A nurse is planning care for a client who has a history of alcohol use disorder and is experiencing withdrawal. Which of the following interventions should the nurse include in the plan?
- A. Administer disulfiram
- B. Monitor for seizures
- C. Restrict fluid intake
- D. Provide a high-protein diet
Correct Answer: B
Rationale: The correct answer is B: Monitor for seizures. During alcohol withdrawal, clients are at risk for seizures due to central nervous system hyperexcitability. Monitoring for seizures allows for prompt intervention if they occur. Administering disulfiram (A) is used to deter alcohol consumption, not for withdrawal. Restricting fluid intake (C) can worsen dehydration, while providing a high-protein diet (D) is not a priority during alcohol withdrawal.
A nurse is providing teaching for a school-age child and his parents regarding a new prescription for risperidone. Which of the following statements by the parent indicates an understanding of the teaching?
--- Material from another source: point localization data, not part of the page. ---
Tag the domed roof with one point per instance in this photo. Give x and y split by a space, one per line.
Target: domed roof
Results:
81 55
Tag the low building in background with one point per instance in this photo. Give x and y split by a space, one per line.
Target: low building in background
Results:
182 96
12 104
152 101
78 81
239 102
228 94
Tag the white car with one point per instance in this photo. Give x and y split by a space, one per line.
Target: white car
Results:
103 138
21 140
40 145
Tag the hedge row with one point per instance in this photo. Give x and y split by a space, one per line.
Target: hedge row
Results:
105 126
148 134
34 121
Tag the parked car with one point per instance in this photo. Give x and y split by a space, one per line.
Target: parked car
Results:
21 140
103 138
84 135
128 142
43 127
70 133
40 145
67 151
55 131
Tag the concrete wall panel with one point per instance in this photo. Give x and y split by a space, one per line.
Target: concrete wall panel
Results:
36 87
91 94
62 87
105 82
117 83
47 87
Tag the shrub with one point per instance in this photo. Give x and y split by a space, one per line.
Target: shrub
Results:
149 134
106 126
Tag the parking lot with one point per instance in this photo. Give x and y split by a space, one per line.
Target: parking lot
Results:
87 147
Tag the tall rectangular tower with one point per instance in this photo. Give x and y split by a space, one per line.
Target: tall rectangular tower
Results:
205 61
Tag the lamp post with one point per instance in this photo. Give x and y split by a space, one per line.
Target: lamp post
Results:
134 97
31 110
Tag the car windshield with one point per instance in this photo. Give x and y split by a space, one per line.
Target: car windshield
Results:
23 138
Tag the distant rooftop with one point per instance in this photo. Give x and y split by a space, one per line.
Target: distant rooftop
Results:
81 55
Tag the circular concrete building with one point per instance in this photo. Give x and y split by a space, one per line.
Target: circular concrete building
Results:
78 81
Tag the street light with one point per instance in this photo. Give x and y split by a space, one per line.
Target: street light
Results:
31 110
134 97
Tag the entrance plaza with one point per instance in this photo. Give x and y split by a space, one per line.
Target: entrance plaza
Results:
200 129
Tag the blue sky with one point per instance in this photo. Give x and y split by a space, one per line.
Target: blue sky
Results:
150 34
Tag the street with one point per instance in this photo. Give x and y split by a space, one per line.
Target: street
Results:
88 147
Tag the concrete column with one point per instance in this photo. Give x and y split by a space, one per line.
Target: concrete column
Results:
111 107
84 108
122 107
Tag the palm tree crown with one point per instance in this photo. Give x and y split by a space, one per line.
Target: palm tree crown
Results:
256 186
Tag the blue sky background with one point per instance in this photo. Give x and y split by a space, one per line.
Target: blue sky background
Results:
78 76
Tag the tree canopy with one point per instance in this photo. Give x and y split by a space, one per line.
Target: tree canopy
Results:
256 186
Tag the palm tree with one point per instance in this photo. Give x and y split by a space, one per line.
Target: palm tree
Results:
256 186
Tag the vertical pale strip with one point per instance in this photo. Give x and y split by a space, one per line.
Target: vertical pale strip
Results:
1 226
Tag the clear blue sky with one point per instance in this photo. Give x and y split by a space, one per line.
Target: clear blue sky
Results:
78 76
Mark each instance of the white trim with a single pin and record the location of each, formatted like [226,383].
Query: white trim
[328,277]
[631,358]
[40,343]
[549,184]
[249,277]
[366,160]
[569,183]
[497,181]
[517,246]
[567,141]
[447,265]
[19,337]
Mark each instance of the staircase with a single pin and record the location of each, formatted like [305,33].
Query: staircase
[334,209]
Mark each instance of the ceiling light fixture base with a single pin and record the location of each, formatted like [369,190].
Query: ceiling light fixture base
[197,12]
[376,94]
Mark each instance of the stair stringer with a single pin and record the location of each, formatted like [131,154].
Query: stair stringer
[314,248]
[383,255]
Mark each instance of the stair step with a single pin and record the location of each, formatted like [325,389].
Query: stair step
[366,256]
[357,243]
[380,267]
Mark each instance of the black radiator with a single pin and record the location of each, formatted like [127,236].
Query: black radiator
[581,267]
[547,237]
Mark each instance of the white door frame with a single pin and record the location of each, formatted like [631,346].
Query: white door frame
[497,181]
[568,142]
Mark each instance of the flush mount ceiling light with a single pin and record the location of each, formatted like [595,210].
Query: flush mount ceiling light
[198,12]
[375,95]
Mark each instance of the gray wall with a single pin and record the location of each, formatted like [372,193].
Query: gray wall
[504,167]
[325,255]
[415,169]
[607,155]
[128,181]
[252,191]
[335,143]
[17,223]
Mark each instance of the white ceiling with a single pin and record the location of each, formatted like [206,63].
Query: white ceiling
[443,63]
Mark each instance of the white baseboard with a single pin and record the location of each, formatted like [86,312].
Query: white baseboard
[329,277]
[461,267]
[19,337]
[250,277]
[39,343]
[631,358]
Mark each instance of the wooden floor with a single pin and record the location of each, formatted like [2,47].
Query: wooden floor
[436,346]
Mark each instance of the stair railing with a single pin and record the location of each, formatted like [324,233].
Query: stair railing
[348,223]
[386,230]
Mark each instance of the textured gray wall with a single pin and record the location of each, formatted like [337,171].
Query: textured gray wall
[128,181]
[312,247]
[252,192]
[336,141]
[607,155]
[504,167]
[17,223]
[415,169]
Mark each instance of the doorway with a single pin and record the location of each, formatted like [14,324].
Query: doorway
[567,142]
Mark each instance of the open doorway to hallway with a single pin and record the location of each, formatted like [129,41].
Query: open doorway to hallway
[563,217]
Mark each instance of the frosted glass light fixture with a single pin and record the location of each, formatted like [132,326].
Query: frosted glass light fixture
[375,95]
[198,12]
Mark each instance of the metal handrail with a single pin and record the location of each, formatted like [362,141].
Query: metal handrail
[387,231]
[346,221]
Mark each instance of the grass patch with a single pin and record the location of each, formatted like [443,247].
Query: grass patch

- A. I will provide a low sodium diet for my son
- B. I will make sure my son takes the last dose of the day by 4 PM
- C. I should expect my son to develop hand tremors
- D. I should contact my doctor if my son urinates excessively
Correct Answer: B
Rationale: Correct Answer: B
Rationale:
1. Risperidone is known to cause sedation, so giving the last dose early can help minimize sleep disturbance.
2. Taking the last dose by 4 PM reduces the risk of insomnia or disrupted sleep patterns.
3. This statement shows the parent understands the importance of timing to optimize the medication's effects.
4. The other choices are incorrect because they do not directly relate to the appropriate use of risperidone.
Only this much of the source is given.